Coinbend was like my master class in designing smart contracts. It taught me all about trust and how complex distributed systems are to secure. In many ways the techniques I was learning (and sometimes inventing) have become commonplace. For instance: my conception of ‘green addresses’ described in the white paper was something I invented to reduce leverage in multi-sig deposits prior to opening a micro-payment channel and now forms the basis for some of the most high-security key-management systems in the blockchain space (like keys.casa).

The Coinbend project taught me many difficult attack scenarios in distributed systems. I now notice many problems with using ‘daps’ (most often race conditions.) I learned all about applied cryptography, too - even inventing my own techniques for creating a passive key recovery system (timechains.)

I had decentralized alt-coin trading working across blockchains at a time when Ethereum didn’t even exist yet and Lightning was barely a twinkle in anyone’s eyes. In fact, it was probably the first decentralized exchange at the time that was actually trustless.

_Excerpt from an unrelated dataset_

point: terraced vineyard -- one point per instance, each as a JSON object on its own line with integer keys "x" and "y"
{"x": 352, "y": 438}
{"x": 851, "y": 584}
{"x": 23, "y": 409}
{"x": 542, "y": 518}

I might have been the first person to implement cross-chain contracts, too. I’ve seen many people claim to have done this over the years but there’s several good reasons to believe why these claims are false:

  1. The updates that were made to the cross-chain contract specification were made in response to the questions I sent TierNolan in PMs on Bitcointalk about standard TXs, transaction mutability, and other issues with the contract. I was the first person to have these issues because I was the first person to use the contract beyond theory.
  2. The only good Bitcoin TX library for building complex contracts was the one maintained by Peter Todd. When I wrote the original (and necessary) conditional transaction Script code to execute a cross-chain contract the library had a bug that prevented success. So if I was the first person to experience this bug it also implies I was probably the first person to try implement the contract (at least in Python.)
  3. I was active for years on Bitcointalk and literally no one else had software to do a cross-chain contract at the time (on existing blockchains.) The first project that did was developed by Matt Bell (https://github.com/mappum) and it was called ‘Mercury Exchange’, but even before that was released I had already implemented and abandoned cross-chain contracts for technical reasons as I believed (and still do) that micropayment channels are superior. My original prototype cross-chain contract code is here: https://github.com/robertsdotpm/crosschain_contract (messy code.)

Fast forward to today and decentralized exchanges are some of the most popular trading systems around – offering superior security, UX, reduced fees, and even in some cases - speed!

What I would do differently

Coinbend was such a complex and experimental project that I was honestly just happy to get it to work. But in terms of usability: this was the wrong approach. Coinbend had several problems that are evident by its amateurish design - worsened by a lack of options available at the time.

It used full node software for making contracts. So you had to download the chain for every coin you wanted to use. The setup process was horrible. Configuring ports and everything yourself. Waiting for the chains to update… No one is going to use software like that. To make matters worse: the order book contained race conditions so only direct client-to-client trading would have been semi-practical.

Although this prototype was far ahead of its time - the standards that users expect of software is high and this prototype didn’t meet them. Coinbend was a massive undertaking requiring software to be written that spanned network programming, financial engineering, front end UX, data scraping, applied cryptography, and much more. In the end I decided it was all too much for one engineer (my friend wasn’t a developer) and left to work a normal job.